Мирина слышала это со своего места на лестнице и, охнув, кинулась наверх. Добрыня же позвал Златигу. Пусть дружинник кликнет стражей, дабы увели куда надо отравительницу.
Загорка выла как резаная, когда ее уводили. Люди на улице собрались, болтали всякое, на двор Колояровичей указывали.
– Не дело это, что дурная молва о ближниках Дольмы пойдет, – вздохнул сокрушенно Добрыня. – Нам, Озар, надо чисто все проведать да отчитаться. А тут… Ох, не ладно все это.
Они вышли из дома, стояли вдвоем с волхвом на гульбище, смотрели, как Лещ и Бивой закрывают калитку. Отец и сын отравленной Голицы смотрели друг на друга, бурно дышали. Хорошо еще, что стражники их удержали, не позволили растерзать Загорку. Но кары ей теперь все равно не избежать.
Добрыня снял удерживающий волосы ремешок, тряхнул головой: во тут дела какие. И к Озару обратился:
– Как считаешь, ведун, если эта девка Загорка такая прыткая, то могла ли она и хозяина Дольму порешить?
Озар посмотрел на воеводу почти весело.
– Ты сам хоть веришь в то, что говоришь? Кто же сочтет ее мастерицей так ловко метнуть шип каленый? Нет, убийцу Дольмы я уже знаю.
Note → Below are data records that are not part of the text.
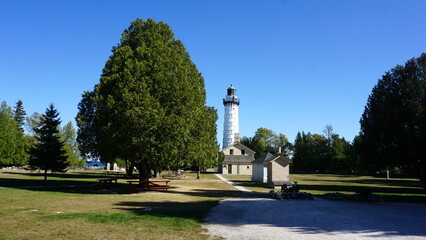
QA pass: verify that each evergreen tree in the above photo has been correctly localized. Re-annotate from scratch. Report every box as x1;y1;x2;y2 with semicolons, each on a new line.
360;53;426;188
29;104;68;180
0;101;28;166
77;18;217;180
13;100;26;132
293;131;309;171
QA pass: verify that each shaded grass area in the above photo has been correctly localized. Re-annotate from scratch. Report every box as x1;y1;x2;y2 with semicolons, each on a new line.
291;174;425;203
0;170;233;240
45;212;198;229
222;173;426;203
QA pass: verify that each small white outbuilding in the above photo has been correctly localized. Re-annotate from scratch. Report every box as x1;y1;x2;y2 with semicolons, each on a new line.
251;152;273;183
251;152;292;187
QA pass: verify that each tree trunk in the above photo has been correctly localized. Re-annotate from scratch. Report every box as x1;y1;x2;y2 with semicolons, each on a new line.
136;164;150;182
197;170;200;179
125;160;134;178
44;169;47;181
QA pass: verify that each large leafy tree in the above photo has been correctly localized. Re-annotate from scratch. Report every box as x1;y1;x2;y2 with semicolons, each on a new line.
29;104;68;180
360;53;426;188
61;121;84;167
77;18;218;180
25;112;43;135
188;106;219;179
0;101;28;166
242;127;292;158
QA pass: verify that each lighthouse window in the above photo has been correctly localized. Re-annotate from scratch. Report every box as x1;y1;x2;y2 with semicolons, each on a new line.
230;149;234;155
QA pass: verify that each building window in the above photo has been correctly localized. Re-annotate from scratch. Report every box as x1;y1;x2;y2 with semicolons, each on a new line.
241;149;245;155
230;149;234;155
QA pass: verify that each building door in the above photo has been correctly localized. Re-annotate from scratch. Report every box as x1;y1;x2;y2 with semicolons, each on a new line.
228;164;232;174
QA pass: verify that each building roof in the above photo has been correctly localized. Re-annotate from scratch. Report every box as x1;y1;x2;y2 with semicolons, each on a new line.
265;154;292;164
252;152;274;164
221;141;256;154
252;153;292;164
223;155;255;163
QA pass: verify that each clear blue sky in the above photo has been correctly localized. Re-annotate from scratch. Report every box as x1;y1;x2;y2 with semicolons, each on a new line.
1;0;425;146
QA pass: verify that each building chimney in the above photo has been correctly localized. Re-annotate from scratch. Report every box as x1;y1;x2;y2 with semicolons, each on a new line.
234;133;240;142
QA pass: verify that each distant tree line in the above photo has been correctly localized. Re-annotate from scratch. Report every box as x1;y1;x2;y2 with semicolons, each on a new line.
0;100;84;179
241;125;360;174
243;53;426;189
292;126;361;174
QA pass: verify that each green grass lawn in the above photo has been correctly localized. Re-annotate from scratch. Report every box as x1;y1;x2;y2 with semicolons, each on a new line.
1;170;425;240
222;173;426;203
0;170;249;240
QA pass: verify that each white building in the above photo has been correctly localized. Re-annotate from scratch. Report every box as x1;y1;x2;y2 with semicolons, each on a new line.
251;152;273;183
222;85;240;148
220;85;255;175
251;152;292;187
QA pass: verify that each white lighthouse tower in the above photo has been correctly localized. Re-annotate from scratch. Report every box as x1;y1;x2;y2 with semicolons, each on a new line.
223;85;240;148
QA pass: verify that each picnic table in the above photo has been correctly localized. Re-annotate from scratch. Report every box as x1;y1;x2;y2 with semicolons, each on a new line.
166;172;186;180
127;180;170;191
97;178;118;188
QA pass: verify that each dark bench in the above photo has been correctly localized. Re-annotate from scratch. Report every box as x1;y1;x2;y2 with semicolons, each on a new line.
97;178;118;188
127;180;170;191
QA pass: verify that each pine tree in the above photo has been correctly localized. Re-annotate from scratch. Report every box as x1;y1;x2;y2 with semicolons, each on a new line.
13;100;26;132
29;104;68;180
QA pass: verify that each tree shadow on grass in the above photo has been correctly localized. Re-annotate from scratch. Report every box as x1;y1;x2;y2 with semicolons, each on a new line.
111;188;267;222
228;180;268;188
301;177;423;188
114;200;219;221
0;172;265;197
166;188;265;198
0;171;133;194
299;184;426;203
0;171;122;179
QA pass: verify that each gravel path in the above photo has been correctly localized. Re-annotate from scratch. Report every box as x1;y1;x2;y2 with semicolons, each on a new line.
204;197;426;240
214;174;253;193
204;175;426;240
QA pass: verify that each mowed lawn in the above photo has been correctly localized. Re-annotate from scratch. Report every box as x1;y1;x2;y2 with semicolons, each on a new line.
223;173;426;203
0;170;251;240
1;171;425;240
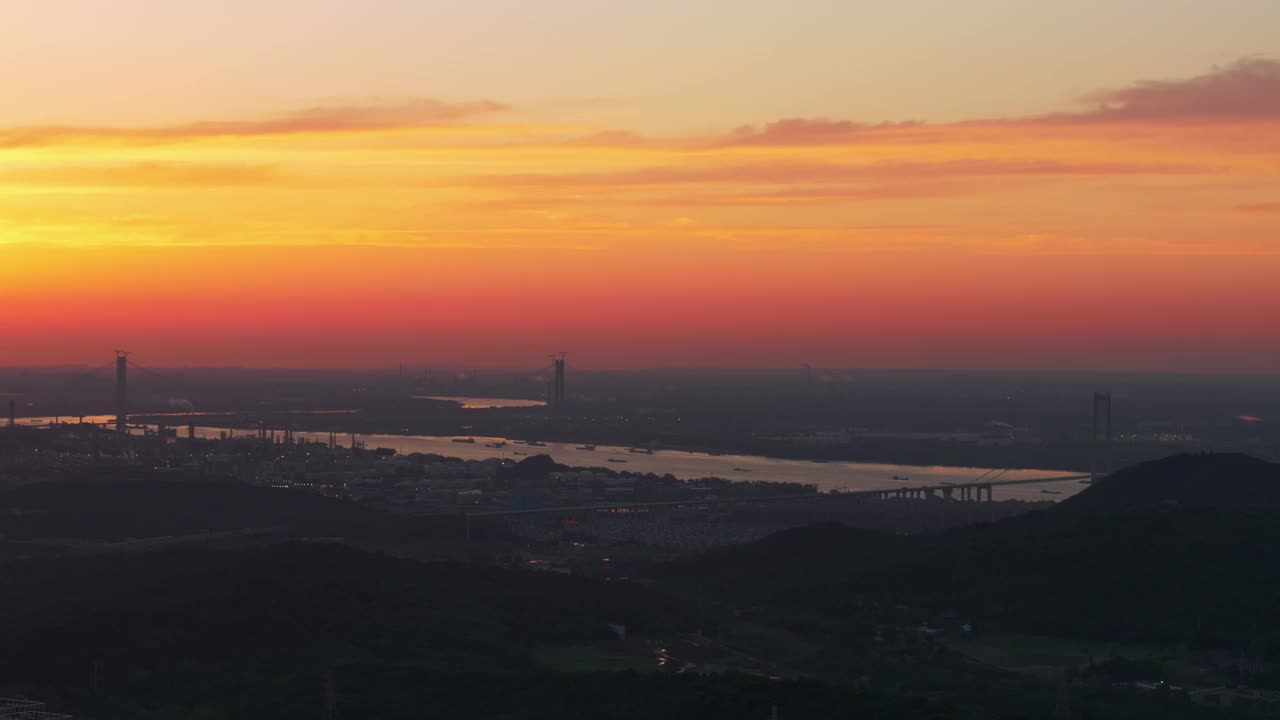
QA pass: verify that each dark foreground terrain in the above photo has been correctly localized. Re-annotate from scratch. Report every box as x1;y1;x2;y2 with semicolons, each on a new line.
2;453;1278;718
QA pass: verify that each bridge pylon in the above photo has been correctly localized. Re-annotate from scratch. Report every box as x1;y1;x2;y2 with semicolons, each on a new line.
1090;391;1112;481
114;350;129;434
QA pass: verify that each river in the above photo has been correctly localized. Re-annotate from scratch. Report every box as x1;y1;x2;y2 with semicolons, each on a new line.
16;414;1085;500
412;396;546;409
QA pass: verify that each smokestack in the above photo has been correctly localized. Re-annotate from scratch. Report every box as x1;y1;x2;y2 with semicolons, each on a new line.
8;398;14;428
114;351;128;433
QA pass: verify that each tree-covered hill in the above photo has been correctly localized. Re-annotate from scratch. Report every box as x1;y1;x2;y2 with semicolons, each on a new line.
1058;453;1280;511
664;455;1280;654
0;541;695;719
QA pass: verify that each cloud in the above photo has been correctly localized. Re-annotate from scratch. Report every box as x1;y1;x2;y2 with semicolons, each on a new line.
1234;202;1280;214
701;59;1280;149
0;99;508;147
845;158;1210;178
674;58;1280;150
1072;57;1280;121
639;183;962;207
560;130;654;147
717;118;920;146
469;158;1211;190
0;162;286;188
980;233;1280;258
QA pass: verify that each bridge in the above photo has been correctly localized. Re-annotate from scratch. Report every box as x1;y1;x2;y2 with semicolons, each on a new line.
3;351;185;432
850;474;1091;502
7;352;1104;512
464;474;1092;519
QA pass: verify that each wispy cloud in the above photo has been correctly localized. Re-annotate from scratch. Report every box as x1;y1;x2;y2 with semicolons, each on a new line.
687;58;1280;150
1233;201;1280;214
1069;57;1280;122
0;99;507;148
467;158;1212;190
0;162;286;188
715;118;921;147
635;183;961;207
0;59;1275;256
559;130;655;147
981;233;1280;257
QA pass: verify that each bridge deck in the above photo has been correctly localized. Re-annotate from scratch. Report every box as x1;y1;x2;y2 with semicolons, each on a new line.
466;474;1091;517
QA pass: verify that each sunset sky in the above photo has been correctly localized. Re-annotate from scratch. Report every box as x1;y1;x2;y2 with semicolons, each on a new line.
2;1;1278;371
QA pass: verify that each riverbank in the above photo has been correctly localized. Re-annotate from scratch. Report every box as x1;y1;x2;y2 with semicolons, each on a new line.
19;414;1083;500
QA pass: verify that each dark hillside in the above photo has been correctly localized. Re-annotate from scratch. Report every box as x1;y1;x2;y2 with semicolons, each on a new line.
1058;453;1280;511
0;542;695;719
661;521;912;603
1;542;1250;720
665;455;1280;653
849;507;1280;647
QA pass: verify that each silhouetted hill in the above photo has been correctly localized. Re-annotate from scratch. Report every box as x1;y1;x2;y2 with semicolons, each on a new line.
849;507;1280;648
1058;453;1280;511
0;542;696;719
2;541;1239;720
665;455;1280;654
661;522;912;603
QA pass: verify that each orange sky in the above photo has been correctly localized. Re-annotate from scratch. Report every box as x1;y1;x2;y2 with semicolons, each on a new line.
2;47;1279;369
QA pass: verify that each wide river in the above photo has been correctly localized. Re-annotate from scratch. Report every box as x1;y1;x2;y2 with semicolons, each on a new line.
18;413;1086;500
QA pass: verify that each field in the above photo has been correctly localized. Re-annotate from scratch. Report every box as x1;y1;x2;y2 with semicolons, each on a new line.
949;631;1176;676
532;645;656;673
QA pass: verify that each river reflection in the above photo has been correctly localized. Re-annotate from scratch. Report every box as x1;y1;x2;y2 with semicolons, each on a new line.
17;414;1083;500
412;396;547;409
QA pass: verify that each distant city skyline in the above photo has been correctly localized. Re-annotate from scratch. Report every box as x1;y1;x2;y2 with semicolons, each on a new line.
2;2;1278;371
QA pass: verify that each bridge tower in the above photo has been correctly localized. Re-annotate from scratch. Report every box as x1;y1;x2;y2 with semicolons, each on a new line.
548;353;566;411
114;350;129;433
1090;391;1112;481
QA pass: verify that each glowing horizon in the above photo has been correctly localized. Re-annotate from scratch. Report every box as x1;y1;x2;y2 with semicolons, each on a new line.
2;3;1278;372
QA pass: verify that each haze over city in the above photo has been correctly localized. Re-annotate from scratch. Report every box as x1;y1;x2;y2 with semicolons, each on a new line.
4;4;1280;719
3;2;1279;370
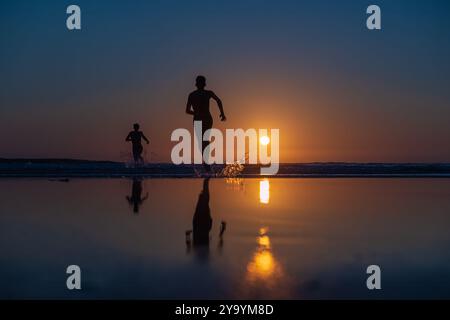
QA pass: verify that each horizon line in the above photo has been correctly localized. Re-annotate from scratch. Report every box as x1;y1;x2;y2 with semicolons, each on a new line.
1;158;450;165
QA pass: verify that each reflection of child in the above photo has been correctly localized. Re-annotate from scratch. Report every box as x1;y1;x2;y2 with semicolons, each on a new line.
126;179;149;214
125;123;149;163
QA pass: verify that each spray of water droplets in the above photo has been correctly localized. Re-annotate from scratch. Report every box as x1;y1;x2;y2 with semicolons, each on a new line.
220;161;245;177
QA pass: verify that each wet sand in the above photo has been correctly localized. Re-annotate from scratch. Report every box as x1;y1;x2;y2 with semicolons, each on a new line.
1;178;450;299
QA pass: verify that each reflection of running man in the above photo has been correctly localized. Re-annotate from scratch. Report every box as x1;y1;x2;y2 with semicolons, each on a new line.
185;178;227;258
125;123;149;164
185;76;226;171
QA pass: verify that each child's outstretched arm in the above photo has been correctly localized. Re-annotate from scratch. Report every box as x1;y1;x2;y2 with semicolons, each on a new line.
142;133;149;144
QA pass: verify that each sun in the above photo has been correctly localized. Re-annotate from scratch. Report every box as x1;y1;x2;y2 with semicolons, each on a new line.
260;135;270;146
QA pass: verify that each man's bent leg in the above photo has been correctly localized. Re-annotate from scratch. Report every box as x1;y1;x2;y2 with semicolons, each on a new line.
202;119;213;172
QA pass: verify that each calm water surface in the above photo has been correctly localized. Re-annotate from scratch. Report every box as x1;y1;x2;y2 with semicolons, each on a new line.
1;178;450;299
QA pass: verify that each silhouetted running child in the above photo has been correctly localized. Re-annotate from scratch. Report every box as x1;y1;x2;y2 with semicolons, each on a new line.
125;123;149;164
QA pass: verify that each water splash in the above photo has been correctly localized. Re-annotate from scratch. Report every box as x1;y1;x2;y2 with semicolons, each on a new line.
219;152;249;178
120;149;151;168
221;161;245;177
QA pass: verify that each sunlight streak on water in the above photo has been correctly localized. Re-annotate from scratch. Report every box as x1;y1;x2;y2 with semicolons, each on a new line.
259;179;270;204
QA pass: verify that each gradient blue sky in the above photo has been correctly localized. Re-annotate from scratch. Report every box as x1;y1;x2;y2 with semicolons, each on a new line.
1;0;450;162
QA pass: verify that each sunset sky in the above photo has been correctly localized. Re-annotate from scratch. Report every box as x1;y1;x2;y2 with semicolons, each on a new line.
1;0;450;163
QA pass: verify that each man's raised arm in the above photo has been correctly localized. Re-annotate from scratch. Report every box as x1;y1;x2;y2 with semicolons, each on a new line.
186;94;194;115
211;91;226;121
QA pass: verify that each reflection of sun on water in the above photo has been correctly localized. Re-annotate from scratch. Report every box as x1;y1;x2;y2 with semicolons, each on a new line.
238;184;293;298
250;250;274;278
245;227;283;284
259;179;270;204
258;234;270;248
248;228;274;278
239;227;291;298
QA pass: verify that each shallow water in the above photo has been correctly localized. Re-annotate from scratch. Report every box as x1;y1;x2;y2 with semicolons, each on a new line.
0;178;450;299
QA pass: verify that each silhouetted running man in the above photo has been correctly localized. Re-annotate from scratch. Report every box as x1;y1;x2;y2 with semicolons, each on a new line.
186;76;226;171
185;178;227;259
125;123;149;164
126;178;148;214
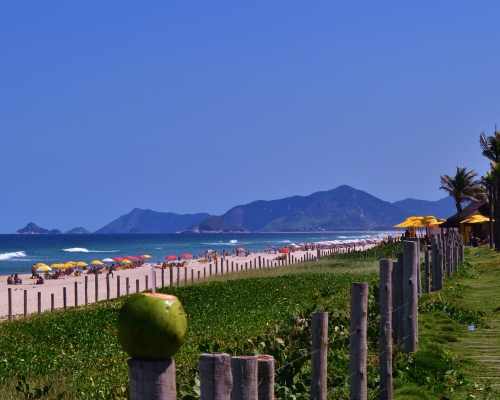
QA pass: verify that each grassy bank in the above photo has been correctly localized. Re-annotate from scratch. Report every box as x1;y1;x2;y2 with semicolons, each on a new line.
1;245;500;399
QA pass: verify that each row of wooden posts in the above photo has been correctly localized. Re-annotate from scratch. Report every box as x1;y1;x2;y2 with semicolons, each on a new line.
127;233;465;400
7;251;326;321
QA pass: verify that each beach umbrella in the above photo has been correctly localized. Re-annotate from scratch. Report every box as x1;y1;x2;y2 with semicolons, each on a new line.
121;259;132;264
102;258;115;262
236;247;245;252
166;255;177;260
113;257;124;262
65;261;77;266
35;262;48;268
461;215;493;224
142;254;152;258
279;248;290;253
76;262;88;267
180;253;193;259
91;260;104;265
36;265;52;273
126;256;140;261
49;263;65;269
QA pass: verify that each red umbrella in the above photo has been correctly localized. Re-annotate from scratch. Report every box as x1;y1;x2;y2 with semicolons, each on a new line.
236;247;245;252
128;257;141;261
137;255;147;259
166;255;177;260
113;257;124;262
180;253;193;259
279;248;290;253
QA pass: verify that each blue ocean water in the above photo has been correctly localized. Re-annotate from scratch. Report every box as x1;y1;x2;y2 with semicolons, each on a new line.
0;231;396;275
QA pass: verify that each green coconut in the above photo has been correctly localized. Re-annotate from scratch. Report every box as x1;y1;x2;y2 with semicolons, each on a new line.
116;293;187;360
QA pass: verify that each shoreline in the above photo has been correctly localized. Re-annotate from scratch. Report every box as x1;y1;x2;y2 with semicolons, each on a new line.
0;244;378;319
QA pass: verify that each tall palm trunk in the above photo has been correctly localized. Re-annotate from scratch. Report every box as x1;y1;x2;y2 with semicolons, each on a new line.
495;175;500;250
489;189;494;248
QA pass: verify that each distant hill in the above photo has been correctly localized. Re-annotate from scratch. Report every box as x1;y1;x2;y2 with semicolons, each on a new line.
65;227;91;234
14;222;61;234
392;197;457;219
220;185;409;231
184;216;249;233
94;208;212;234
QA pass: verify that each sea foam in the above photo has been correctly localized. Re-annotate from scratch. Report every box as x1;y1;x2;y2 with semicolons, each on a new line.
0;251;27;261
62;248;119;253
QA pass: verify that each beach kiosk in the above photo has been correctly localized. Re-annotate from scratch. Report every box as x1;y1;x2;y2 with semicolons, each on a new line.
441;199;492;245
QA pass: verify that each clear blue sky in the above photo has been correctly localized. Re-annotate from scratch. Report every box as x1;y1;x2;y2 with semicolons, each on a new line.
1;1;498;233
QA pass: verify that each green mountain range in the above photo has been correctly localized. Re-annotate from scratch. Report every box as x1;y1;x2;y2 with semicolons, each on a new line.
219;185;411;231
15;186;457;234
94;209;211;234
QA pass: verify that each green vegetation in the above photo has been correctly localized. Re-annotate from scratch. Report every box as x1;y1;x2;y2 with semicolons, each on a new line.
1;245;500;399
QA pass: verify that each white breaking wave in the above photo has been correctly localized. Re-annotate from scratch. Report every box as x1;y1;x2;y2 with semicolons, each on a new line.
0;251;27;261
229;240;238;243
62;248;120;253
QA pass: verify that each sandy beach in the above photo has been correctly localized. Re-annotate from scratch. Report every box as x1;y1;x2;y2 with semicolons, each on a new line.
0;249;331;319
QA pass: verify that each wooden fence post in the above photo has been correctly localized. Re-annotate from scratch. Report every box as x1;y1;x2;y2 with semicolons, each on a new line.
51;293;54;311
63;287;67;310
454;244;459;272
162;267;165;288
392;253;404;346
136;279;140;293
170;265;173;287
310;312;328;400
446;244;451;277
38;292;42;314
107;274;111;300
23;290;28;317
177;266;180;287
95;270;99;302
146;275;149;291
128;358;176;400
403;241;418;354
126;277;130;295
257;355;274;400
380;259;393;400
8;288;12;321
75;281;78;307
184;268;188;286
231;356;258;400
199;353;232;400
85;276;88;306
191;269;194;285
117;276;121;298
350;282;368;400
198;271;200;282
425;248;430;294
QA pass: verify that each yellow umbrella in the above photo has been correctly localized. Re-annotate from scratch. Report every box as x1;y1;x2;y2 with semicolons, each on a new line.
91;260;103;265
461;215;493;224
50;263;65;269
35;265;52;273
121;259;132;264
142;254;152;258
35;262;48;268
75;261;88;267
393;216;424;228
65;261;77;266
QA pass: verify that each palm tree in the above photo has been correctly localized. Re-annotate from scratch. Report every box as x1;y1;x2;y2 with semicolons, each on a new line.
482;171;494;247
440;167;484;235
479;130;500;248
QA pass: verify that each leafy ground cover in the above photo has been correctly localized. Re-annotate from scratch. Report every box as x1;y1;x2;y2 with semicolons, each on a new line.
1;244;500;399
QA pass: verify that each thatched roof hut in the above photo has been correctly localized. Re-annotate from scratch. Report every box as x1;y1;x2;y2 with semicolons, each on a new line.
441;199;490;228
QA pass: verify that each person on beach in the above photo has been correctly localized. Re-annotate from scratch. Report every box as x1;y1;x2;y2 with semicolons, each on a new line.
7;275;13;285
14;274;22;285
31;264;36;278
36;276;44;284
108;264;114;278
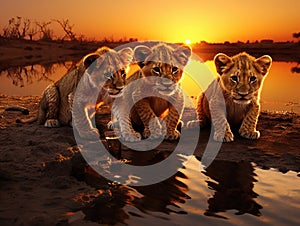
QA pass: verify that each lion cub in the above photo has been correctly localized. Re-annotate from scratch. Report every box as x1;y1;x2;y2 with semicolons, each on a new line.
111;43;192;141
20;46;133;139
187;52;272;142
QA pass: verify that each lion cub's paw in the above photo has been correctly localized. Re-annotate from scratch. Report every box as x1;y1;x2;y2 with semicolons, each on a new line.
239;129;260;140
121;131;142;142
44;119;60;128
143;128;163;139
165;130;181;141
186;119;206;129
186;120;199;129
143;117;163;139
214;130;234;142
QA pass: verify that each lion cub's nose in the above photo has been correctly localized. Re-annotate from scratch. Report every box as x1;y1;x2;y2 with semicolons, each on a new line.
238;93;248;97
115;85;125;90
162;79;173;87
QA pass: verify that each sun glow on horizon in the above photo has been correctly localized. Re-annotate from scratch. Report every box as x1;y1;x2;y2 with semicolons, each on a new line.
185;39;192;45
0;0;299;43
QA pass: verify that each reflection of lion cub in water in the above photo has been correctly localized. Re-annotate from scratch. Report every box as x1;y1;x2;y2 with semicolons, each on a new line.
21;46;133;138
188;52;272;142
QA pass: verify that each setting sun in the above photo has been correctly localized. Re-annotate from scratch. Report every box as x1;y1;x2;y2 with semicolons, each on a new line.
185;39;191;45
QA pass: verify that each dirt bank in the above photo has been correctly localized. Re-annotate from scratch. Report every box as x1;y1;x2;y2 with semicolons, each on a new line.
0;95;299;225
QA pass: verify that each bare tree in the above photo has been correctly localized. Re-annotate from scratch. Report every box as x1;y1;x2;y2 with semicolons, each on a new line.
2;17;20;38
54;19;76;41
2;16;32;39
18;17;31;39
36;21;53;41
28;26;38;41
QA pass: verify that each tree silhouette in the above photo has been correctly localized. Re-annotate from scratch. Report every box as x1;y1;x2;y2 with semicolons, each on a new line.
2;16;32;39
292;32;300;41
28;27;38;41
36;21;53;41
54;19;76;41
291;63;300;74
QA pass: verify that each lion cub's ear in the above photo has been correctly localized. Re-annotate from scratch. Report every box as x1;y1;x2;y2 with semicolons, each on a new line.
255;55;272;76
134;45;152;68
175;45;192;66
83;53;101;69
118;47;134;67
214;53;233;75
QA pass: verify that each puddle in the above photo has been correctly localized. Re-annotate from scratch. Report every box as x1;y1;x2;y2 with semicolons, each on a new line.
61;105;300;225
71;155;300;225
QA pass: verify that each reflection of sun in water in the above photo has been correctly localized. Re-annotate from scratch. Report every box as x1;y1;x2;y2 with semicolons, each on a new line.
185;39;191;45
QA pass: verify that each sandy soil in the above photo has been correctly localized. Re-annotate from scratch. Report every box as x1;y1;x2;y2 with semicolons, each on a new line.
0;94;299;225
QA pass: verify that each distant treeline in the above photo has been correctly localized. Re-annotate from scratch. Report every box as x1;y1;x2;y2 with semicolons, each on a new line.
193;41;300;63
0;16;139;43
2;16;300;44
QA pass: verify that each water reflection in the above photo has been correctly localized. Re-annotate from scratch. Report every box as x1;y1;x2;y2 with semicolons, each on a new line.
291;63;300;73
80;165;190;224
70;153;300;225
202;160;262;219
0;61;78;95
1;61;77;87
4;64;53;87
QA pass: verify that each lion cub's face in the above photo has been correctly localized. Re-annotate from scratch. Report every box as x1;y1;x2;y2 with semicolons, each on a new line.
84;46;133;97
134;43;191;96
214;52;272;104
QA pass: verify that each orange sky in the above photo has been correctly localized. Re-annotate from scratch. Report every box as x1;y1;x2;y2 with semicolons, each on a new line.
1;0;300;43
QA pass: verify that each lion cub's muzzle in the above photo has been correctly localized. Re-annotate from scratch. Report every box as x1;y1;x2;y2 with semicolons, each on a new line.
108;85;125;97
156;79;176;96
232;92;252;104
107;79;125;97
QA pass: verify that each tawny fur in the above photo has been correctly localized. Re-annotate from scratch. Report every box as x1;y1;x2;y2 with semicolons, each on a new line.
187;52;272;142
111;43;191;141
20;46;133;139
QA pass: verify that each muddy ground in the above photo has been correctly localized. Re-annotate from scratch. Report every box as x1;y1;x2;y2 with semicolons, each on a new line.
0;94;299;225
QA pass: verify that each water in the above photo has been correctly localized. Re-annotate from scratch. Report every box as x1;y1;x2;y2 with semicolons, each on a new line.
0;61;77;96
0;60;299;114
80;156;300;225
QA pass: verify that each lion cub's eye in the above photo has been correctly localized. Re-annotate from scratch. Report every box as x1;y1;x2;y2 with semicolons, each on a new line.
230;75;239;83
120;69;126;78
104;72;112;79
172;66;179;74
249;76;257;83
152;67;161;75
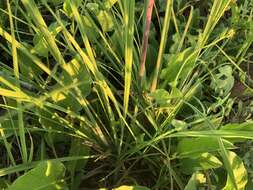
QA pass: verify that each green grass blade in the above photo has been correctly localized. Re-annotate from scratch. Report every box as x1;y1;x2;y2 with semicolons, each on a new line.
7;0;27;163
0;155;96;177
70;1;97;68
176;6;193;53
123;0;135;117
150;0;173;92
20;0;65;65
0;127;16;166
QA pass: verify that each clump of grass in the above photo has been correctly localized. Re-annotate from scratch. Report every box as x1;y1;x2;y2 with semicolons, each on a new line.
0;0;253;189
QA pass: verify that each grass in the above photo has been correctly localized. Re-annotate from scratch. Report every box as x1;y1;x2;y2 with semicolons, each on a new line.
0;0;253;189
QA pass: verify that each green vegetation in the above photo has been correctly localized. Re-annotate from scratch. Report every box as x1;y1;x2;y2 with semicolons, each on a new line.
0;0;253;189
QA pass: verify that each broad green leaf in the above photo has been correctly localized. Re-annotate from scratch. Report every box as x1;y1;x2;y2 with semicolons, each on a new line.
149;89;170;106
149;88;182;106
184;172;206;190
211;65;234;96
161;54;179;83
8;161;67;190
112;185;150;190
177;137;235;157
198;152;222;169
171;119;187;131
180;153;222;174
223;151;248;190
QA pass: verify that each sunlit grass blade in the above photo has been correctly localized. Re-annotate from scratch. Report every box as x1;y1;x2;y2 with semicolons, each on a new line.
7;0;27;163
69;0;97;68
0;88;28;100
0;26;52;75
198;0;233;49
150;0;173;92
20;0;65;65
123;0;135;117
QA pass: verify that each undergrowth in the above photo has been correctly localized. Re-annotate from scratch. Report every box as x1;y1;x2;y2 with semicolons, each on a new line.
0;0;253;189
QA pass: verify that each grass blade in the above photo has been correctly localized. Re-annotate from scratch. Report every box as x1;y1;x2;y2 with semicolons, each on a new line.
150;0;173;92
7;0;27;163
123;0;135;117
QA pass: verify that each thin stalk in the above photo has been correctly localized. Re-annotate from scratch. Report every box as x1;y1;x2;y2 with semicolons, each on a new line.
176;6;193;53
171;7;179;34
0;128;16;166
139;0;155;87
150;0;173;92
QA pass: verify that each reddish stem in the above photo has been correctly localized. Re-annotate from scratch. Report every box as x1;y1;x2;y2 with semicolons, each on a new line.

Но вот кто его на это надоумил – вопрос.
– Так что же ты тянешь, Озар? Раньше ты более прыткий был, соображал быстрее. Или хочешь, чтобы твои приятели-волхвы начали в подземных пещерах пухнуть с голоду? Учти, я могу приказать, чтобы их перестали кормить, так что поторопись с дознанием.
Озар приблизился к воеводе. Они с Добрыней смотрели друг на друга как враги, но Озар был в услужении, его наняли – и он согласился. Теперь же сказал:
– Идем, я все поведаю тебе, Добрыня. Я не только бока тут отъедал, но и работал до ломоты в затылке от размышлений.
Они долго беседовали, вновь расположившись в истобке, и никто не смел к ним даже подойти. Мирина больше не выходила из своей горницы, а Вышебор притих, не требовал, как было сперва, чтобы Добрыня его навестил да почет былому соратнику выказал. О дворне и говорить не приходилось: все понимали – сейчас что-то решается.